Hedef şu anda yüzde 35 oranındaki “beyaz yakalı” kadın oranını kısa sürede yüzde 50’ye çekmek.
Aynı şekilde yüzde 30 oranında olan kadın yönetici ve yine yüzde 30’larda olan kadın müdür oranlarını yüzde 50’lere çekmek.
Grubun bu cesur kararını dün Eczacıbaşı Kadın Voleybol takımının bazı üyeleri eşliğinde açıklayan Erdal Karamercan ile konuşuyoruz.
Eczacıbaşı Kadın Voleybol Takımı’nın başarı grafiği yüksek.
Sayısız kere Türkiye şampiyonluğu kazanmış, Avrupa şampiyonu olmuş.
Uluslar arası yarışmalarda ikinciliği üçüncülüğü var.
Eczacıbaşı CEO’suKaramercan, “Kadın Voleybol takımımızın başarısı kadına fırsat verildiği zaman neler yapabileceğini gösteriyor” diyor.
Gerçekten kadın voleybolcularımız dünyada 11. sırada, erkekler ise 46. sırada.
İŞ HAYATINDA KADININ ADI
Sporda “kadının adı var” iddiasında olan Eczacıbaşı şimdi iş hayatında aynı şeyi yapmak istiyor.
Karamercan kadına yönelik bu adımı “sürdürülebilir kalkınma” adına attıklarını söylüyor.
Daha önce de yazmış olduğum gibi, Eczacıbaşı Grubu Dünya Sürdürülebilir Kalkınma İş Konseyi’nin Türkiye’deki ilk üyesi.
İkincisi Borusan.
Karamercan’ın söylediklerine dönersek, Eczacıbaşı, Sürdürülebilir Kalkınma İş Konseyi’nin bir üyesi olarak bazı taahütler altına girmiş.
İki yıldır karbon emisyonunu, su ve enerji tüketimini açıklıyor.
Örneğin 2009 yılında ton başında enerji tüketimini yüzde 8.1, su tüketimini yine ton başına yüzde 9.6 azaltmayı başarmış.
Karbon emisyonunda kaydettiği düşüş ise ton başına yüzde 7.3.
Karamercan “Sürdürülebilir kalkınmanın toplumsal boyutuna da dikkat çekmek istiyoruz” diyor.
YÜZDE 5’LİK ARTIŞIN YOKSULLUĞA ETKİSİ
“Kadın bunun önemli bir parçası zira kadın istihdamında yüzde 5’lik bir artış yoksulluğu yüzde 15 oranında azaltıyor” diye ilave ediyor.
Bir erkeğin ağzından bunları duymak güzel bir 8 Mart hediyesi olsa gerek.
İşe alımlarda iki eşit aday arasında kadın olanını tercih etmek Eczacıbaşı’nda her kademedeki kadın oranını yukarıya çekecek.
Eczacıbaşı Grubu’ndaki şirketler arasında kadın istihdamını ön plana çıkanlar ise ödüllendirilecek.
Erdal Karamercan’ın büyük şirketlerle ilgili bir tespiti var.
“Şirketlere güven kriz nedeniyle erozyona uğradı. Artık şirketlerden sadece k^arlılık, başarı istenmiyor.
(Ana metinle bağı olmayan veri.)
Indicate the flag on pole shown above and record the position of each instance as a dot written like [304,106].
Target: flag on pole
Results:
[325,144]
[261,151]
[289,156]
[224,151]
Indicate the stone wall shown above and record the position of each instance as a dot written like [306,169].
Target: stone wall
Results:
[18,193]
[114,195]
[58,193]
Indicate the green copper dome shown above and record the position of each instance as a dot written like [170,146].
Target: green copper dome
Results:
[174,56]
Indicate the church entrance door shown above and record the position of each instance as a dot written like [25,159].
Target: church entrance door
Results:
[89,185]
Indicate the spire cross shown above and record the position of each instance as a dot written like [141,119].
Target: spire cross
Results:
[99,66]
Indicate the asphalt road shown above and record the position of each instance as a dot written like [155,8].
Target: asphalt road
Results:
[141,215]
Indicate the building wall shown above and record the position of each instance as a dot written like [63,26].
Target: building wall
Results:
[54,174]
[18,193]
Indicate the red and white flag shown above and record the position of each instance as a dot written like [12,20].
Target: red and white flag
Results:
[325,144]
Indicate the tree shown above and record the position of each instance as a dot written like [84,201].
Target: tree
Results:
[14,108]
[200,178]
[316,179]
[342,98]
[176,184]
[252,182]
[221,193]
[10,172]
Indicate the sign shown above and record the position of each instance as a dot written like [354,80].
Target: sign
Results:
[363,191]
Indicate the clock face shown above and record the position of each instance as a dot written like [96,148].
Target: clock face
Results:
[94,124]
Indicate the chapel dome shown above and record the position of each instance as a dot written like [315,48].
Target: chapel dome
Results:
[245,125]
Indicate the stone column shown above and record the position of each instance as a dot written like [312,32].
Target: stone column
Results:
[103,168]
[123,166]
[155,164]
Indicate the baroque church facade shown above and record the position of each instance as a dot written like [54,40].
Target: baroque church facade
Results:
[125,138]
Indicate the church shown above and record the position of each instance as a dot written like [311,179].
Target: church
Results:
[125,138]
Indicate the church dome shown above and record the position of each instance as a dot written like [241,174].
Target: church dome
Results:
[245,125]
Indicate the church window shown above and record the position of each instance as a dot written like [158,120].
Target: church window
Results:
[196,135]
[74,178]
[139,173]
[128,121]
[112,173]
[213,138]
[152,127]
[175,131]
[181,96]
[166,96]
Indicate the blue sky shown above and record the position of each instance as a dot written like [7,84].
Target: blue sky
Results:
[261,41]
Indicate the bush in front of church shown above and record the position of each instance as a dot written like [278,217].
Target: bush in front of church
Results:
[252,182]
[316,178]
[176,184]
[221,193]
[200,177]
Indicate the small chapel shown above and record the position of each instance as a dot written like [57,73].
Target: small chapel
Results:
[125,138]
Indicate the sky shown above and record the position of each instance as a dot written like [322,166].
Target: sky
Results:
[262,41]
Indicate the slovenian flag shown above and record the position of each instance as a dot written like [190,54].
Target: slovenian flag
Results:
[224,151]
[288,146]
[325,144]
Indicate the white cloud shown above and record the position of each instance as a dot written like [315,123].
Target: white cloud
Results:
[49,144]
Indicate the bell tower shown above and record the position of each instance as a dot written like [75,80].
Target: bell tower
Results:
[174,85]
Artık toplumsal olaylara duyarı,insanların yaşamlarına dokunan şirketler makbul”.
İnsanların yaşamlarına dokunmanın yolu da mutlaka ve mutlaka kadından geçiyor.
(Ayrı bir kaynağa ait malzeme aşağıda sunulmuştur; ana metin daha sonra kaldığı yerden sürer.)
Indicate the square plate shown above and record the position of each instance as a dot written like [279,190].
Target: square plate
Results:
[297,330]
Ezcacıbaşı’nın bu gerçeği görmüş olması ne iyi.
Gülseren Onanç’ın 8 Mart Manifestosu
KAGİDER eski başkanı ve CHP’nin yeni Parti Meclisi kadın üyelerinden Gülseren Onanç bizi asla habersiz bırakmıyor.
Haftanın bir ya da iki günü Gülseren Onanç’ın bir mesajı posta kutuma düşüyor.
Mutlaka heyecanını paylaşacak bir vesile oluyor.
Ya parti içindeki yeni çalışmaları, ya “çiçeği burnunda” bir politikacı olarak neler yapmayı planladığını anlatıyor.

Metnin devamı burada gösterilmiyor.